She didn't sleep, though. When I brought her tea, or soup, or one of Beda's ginger cakes, I found her awake watching the snow, her face calm, remote, as colorless as snow. I wished desperately that she would pace, or weep, or curse Corbet for leaving her, and consign him to the death's-head smile and pitiless embrace of winter. I wanted to throw her teacup across the room, shout at her for being so blind to herself, so selfish and cruel not t, choose to live for our sakes, if she could find no other reason. But she would only tell me that it was winter and I was imagining things again; she was fine; she was just not hungry now.
I sat with her in the late afternoon, brushing her hair which was longer, unpinned, than I remembered. It looked thin now; it had lost its polished darkness. The winds died finally, leaving an eerie stillness over the world. I saw Perrin in his sleigh, a long way down the road, looking, with his furs and painted runners, at once courageous and powerless as he moved between the vast white planes of earth and sky. He had brought Blane with him.

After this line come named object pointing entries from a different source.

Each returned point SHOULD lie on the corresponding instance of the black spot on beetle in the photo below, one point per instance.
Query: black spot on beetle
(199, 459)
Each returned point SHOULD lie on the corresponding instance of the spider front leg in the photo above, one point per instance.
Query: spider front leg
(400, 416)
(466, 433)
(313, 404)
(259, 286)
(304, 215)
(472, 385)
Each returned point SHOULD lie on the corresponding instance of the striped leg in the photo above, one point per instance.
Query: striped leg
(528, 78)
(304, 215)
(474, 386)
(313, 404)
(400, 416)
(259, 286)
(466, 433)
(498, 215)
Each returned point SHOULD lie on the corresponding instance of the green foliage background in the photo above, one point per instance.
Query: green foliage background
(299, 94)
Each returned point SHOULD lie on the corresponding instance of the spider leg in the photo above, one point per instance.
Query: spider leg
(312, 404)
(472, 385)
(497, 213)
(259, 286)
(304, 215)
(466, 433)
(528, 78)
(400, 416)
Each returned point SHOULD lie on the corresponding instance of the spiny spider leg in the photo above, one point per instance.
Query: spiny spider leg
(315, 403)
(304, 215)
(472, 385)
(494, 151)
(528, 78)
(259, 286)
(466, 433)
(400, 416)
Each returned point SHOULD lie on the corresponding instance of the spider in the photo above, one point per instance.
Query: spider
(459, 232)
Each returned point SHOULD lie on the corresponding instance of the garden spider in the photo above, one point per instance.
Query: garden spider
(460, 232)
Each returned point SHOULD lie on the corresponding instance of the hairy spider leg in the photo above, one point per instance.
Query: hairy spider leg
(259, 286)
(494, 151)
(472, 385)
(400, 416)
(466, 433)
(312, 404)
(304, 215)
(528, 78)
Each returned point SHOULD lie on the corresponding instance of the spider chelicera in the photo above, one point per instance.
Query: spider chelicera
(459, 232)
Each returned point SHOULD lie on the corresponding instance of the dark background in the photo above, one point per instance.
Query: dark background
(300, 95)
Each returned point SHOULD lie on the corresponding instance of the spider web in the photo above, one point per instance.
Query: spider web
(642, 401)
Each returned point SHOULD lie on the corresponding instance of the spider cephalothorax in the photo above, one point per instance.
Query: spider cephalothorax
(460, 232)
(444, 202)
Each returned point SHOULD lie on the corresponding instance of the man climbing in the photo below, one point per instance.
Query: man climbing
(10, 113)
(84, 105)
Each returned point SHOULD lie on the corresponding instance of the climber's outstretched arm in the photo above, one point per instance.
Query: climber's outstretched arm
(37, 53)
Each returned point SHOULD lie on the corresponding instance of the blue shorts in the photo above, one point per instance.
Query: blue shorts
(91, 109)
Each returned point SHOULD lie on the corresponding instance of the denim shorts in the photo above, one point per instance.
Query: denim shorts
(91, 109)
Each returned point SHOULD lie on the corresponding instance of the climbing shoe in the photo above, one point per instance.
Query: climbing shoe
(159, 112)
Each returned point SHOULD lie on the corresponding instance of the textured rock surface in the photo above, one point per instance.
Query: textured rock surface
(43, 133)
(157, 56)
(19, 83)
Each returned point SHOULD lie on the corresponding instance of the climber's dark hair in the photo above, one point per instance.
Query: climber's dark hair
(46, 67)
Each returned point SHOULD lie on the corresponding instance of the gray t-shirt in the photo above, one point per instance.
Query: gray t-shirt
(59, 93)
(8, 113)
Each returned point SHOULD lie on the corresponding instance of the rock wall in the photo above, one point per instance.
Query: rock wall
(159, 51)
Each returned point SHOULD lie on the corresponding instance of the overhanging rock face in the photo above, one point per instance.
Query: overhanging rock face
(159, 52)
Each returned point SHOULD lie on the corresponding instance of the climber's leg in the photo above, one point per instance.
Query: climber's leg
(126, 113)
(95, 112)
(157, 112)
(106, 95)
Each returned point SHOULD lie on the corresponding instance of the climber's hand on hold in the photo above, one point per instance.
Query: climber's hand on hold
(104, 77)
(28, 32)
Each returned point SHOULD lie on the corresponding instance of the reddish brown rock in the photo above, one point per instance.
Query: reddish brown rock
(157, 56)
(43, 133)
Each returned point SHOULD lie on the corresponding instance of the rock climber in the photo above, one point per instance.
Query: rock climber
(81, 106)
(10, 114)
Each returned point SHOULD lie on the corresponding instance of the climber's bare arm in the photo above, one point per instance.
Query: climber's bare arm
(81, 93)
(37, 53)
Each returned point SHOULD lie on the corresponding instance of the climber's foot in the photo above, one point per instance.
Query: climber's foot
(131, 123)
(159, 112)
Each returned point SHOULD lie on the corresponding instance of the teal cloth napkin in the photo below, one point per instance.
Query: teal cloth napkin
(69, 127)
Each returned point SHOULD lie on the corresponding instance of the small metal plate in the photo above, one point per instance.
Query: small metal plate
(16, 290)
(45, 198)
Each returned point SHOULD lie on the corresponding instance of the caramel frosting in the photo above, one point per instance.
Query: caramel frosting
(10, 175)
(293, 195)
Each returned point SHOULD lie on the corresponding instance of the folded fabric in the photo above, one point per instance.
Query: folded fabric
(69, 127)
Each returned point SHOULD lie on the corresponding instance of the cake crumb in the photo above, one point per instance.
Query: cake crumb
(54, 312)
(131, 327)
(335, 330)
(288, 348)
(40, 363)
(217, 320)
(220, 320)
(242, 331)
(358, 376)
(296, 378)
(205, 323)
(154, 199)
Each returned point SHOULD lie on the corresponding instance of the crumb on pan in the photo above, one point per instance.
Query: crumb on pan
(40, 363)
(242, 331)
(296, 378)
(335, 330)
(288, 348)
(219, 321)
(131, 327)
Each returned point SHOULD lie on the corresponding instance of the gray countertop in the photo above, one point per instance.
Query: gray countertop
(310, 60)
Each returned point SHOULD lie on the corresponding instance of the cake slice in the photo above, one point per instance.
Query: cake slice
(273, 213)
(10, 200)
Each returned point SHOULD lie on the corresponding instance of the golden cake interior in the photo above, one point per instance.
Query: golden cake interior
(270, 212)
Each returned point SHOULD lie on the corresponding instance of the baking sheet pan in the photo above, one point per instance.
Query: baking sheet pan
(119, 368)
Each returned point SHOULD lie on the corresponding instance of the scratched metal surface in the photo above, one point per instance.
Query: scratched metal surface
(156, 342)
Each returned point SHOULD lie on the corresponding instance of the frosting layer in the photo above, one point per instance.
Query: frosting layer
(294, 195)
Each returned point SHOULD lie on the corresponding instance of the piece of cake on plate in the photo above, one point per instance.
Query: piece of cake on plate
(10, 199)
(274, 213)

The apothecary came face to face with the same nightmare, though he hid it better. He pulled up a chair beside the bed, listening expressionlessly as Laurel apologized for bringing him out for no reason in such bad weather. He sent our father and Perrin downstairs while he examined her; then he sent me down while he questioned her.
I found my father chewing memories and his unlit pipe beside the fire. Perrin sat with the flute in his hands, turning it slowly, watching firelight streak silver along it and vanish. "Play," I begged. He tried; a few sweet notes whistled into air and he lowered it again, wordlessly, to watch the light.

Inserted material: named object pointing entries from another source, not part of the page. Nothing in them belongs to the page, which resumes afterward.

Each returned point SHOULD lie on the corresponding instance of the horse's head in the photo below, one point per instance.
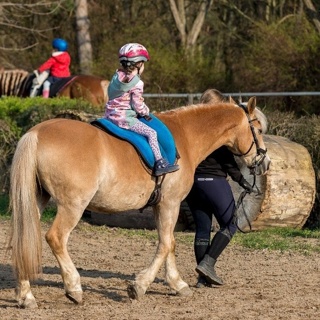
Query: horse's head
(250, 145)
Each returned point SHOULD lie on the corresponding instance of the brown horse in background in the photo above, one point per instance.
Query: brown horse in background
(87, 87)
(79, 166)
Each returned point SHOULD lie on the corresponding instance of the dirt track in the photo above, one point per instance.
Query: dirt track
(258, 284)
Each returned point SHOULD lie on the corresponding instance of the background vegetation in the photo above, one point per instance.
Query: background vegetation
(242, 46)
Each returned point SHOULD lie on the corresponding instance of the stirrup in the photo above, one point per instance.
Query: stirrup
(162, 166)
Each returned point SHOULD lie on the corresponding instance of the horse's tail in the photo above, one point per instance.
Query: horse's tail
(25, 238)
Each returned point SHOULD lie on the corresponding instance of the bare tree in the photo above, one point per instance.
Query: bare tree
(83, 36)
(12, 18)
(189, 34)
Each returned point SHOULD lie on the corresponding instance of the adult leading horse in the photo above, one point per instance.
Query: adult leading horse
(81, 167)
(91, 88)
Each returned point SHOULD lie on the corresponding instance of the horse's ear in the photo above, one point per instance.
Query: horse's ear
(231, 100)
(251, 104)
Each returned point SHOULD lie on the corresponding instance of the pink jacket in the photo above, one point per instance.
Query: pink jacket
(58, 64)
(126, 102)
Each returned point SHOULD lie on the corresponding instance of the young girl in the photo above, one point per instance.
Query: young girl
(126, 103)
(57, 67)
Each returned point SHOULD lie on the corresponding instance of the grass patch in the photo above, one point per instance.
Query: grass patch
(281, 239)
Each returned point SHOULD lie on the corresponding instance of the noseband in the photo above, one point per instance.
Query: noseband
(261, 153)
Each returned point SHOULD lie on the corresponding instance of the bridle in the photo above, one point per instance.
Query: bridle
(257, 161)
(261, 153)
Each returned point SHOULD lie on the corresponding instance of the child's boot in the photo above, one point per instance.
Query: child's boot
(45, 93)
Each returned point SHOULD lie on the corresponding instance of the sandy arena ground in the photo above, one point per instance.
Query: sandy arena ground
(258, 284)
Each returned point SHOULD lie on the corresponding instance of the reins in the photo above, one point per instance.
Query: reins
(240, 203)
(260, 152)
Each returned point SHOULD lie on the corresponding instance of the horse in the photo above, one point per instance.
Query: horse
(80, 166)
(91, 88)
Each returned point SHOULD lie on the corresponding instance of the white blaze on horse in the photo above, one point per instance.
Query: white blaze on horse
(80, 167)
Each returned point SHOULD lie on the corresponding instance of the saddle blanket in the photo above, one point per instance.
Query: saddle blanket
(165, 139)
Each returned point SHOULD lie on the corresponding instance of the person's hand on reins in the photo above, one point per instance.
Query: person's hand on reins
(246, 185)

Blane came down finally. His eyes went first to my father and then to Perrin. "Corbet Lynn," he said. It was a question.
My father made an effort, then waved the entire question at Perrin and reached for a taper.
"He caught her off-balance," Perrin answered wearily. "He caught us all."
"And then he vanished." Blane rubbed his eyes. "Or he died. Unfortunately, he's the only cure I can find for Laurel."
"That's all?" my father asked incredulously. "Corbet Lynn?"
The apothecary looked at him silently a moment. "It's more," he said carefully, "than we had before." He moved to the fire, stared at it, his spare face bloodless, haunted. He added reluctantly, "I don't know if it's even Corbet she wants now."
"Well, then, what--" My father stumbled a step toward him, his own face tallow; Blane held his eyes wordlessly.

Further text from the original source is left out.